The first marketing job I had was in a photo processing company. I worked in Sales and Marketing where I was charged with designing, printing and distributing handbills that were slipped into the bags that customers were given when they processed their photos. (This was all before digital photography and social media.) In our company, we also had a Customer Service Department. They handled all the complaints that our distribution centers had from customers.

One day a call came into the switchboard operator. It was a customer who was standing at the service desk at a retail center. The call was out of kilter from the start. First, our company protocol said that the retail centers dealt with customers. They took the complaints and then called our customer service department, who would then try to resolve the problem with the retail center employee, who would then convey the solution to the customer. Customers were not to call our offices directly. But the exasperated retail center employee decided she would hand the phone over to the customer. This was the first problem. The second problem was the routing of the call. The switchboard operator sent the call to the marketing department, not customer service. The third problem was the customer asked to speak to a person who was in charge – who had the authority to bend all the rules to make the customer’s problem go away. The call came to me. I was the lowest of the low men on the totem pole in my department. I was the youngest person working there. I had worked there the shortest amount of time. However, my boss was out to lunch, so were all of the sales representatives. The VP of Sales and Marketing was also out of the office. In fact, I was the only person in the marketing department at the time of the call. So when I picked up the phone, the man on the other end began to explain his problem and emphatically made his point on how I could fix things for him. I began to think to myself, "What has this got to do with marketing?” The answer to that question - it has everything to do with marketing. One unhappy customer is soon to be a former customer if you don’t fix his problem. He will spread his bad experience to all his friends and family members. If marketing is charged with enticing customers to buy more from your company and making sure the corporate brand is held in high esteem, then fixing this man’s problem had everything to do with marketing. So on that day, I made a decision that I was not qualified to make. I "authorized” the fix the man wanted and we kept him as a customer. (And no one in customer service was the wiser!)

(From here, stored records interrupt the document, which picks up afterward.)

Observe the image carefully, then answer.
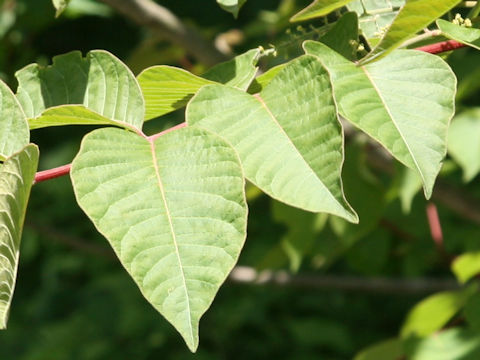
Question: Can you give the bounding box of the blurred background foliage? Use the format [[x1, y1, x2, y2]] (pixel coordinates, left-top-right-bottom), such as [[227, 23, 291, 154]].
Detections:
[[0, 0, 480, 360]]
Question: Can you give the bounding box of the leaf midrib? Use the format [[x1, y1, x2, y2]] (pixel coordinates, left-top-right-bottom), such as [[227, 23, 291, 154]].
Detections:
[[147, 139, 194, 346]]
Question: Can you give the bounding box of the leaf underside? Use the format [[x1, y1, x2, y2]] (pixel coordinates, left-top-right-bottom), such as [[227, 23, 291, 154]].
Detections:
[[304, 41, 456, 198], [0, 144, 38, 329], [15, 50, 145, 129], [71, 128, 247, 351], [186, 56, 358, 222]]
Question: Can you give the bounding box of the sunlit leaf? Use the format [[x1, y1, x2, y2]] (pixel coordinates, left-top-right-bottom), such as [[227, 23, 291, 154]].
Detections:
[[52, 0, 71, 17], [15, 50, 145, 129], [217, 0, 247, 18], [138, 49, 260, 120], [363, 0, 459, 63], [71, 128, 247, 351], [448, 108, 480, 182], [290, 0, 351, 22], [400, 287, 476, 338], [304, 41, 456, 198], [187, 56, 357, 222], [0, 145, 38, 329], [0, 80, 30, 161], [437, 19, 480, 50], [452, 251, 480, 283]]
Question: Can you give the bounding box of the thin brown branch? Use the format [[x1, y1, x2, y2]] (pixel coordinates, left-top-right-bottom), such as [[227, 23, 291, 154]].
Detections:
[[101, 0, 228, 66], [229, 266, 459, 296]]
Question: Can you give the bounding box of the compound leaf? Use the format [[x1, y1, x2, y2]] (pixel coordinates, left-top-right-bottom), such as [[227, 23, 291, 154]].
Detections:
[[15, 50, 145, 129], [186, 56, 358, 222], [137, 49, 260, 120], [304, 41, 456, 198], [0, 144, 38, 329], [71, 128, 247, 351], [0, 80, 30, 161], [362, 0, 459, 63]]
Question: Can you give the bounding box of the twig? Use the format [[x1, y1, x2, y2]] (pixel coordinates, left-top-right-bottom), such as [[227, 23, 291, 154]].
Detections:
[[229, 266, 459, 296], [101, 0, 228, 66]]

Now let’s fast forward to today. Marketing is not a silo within a company – a single department that operates independently of other corporate departments. Marketing is a holistic function of the entire company. The way you interact with customers on all levels is part of marketing. So is the speed at which you deliver a product or service. Don’t forget the quality of your products. That, too, is part of the marketing process. Those are external functions of marketing – in which you are touching the customer in one way or the other. But there are internal functions as well, such as your corporate culture and the way in which you produce what you do. Today’s business-to-consumer relationship is much more transparent than it used to be. How you treat your employees matters to your customers. Where you spend your charitable dollars matters to your customers. Who you employ to make your products or implement your services matters to your customers. It becomes part of the marketing equation.

Many have labeled this holistic marketing. It recognizes that anything you do in business can, and should, be a part of your marketing message.

"A holistic marketing concept is based on the development, design, and implementation of marketing programs, processes, and activities that recognize their breadth and interdependencies. Holistic marketing recognizes that ‘everything matters’ with marketing and that a broad, integrated perspective is necessary to attain the best solution.” Philip Kotler, Kellogg School of Management, Northwestern University.

We recommend our customers take phased approach to marketing. This involves any activities that make your target market aware of your brand, efforts involving enticing the customer to purchase from you, and all your labors to retain your customers. However, we focus on more than just your target market and current customers. We also like to identify and market to the key influencers of your target market. These people may never buy from you, but they hold sway over those who do. Taking this kind of approach means that it will take more than a couple of employees in your marketing department to make marketing work. It takes everyone understanding they are a big part of the reason someone would buy from you. In essence, marketing is on everyone’s job description when you take a holistic approach.

Examine your marketing efforts. Are you still using a silo for your marketing department or have you helped all your employees see their piece of the marketing equation? Today’s business environment calls for a holistic approach to marketing.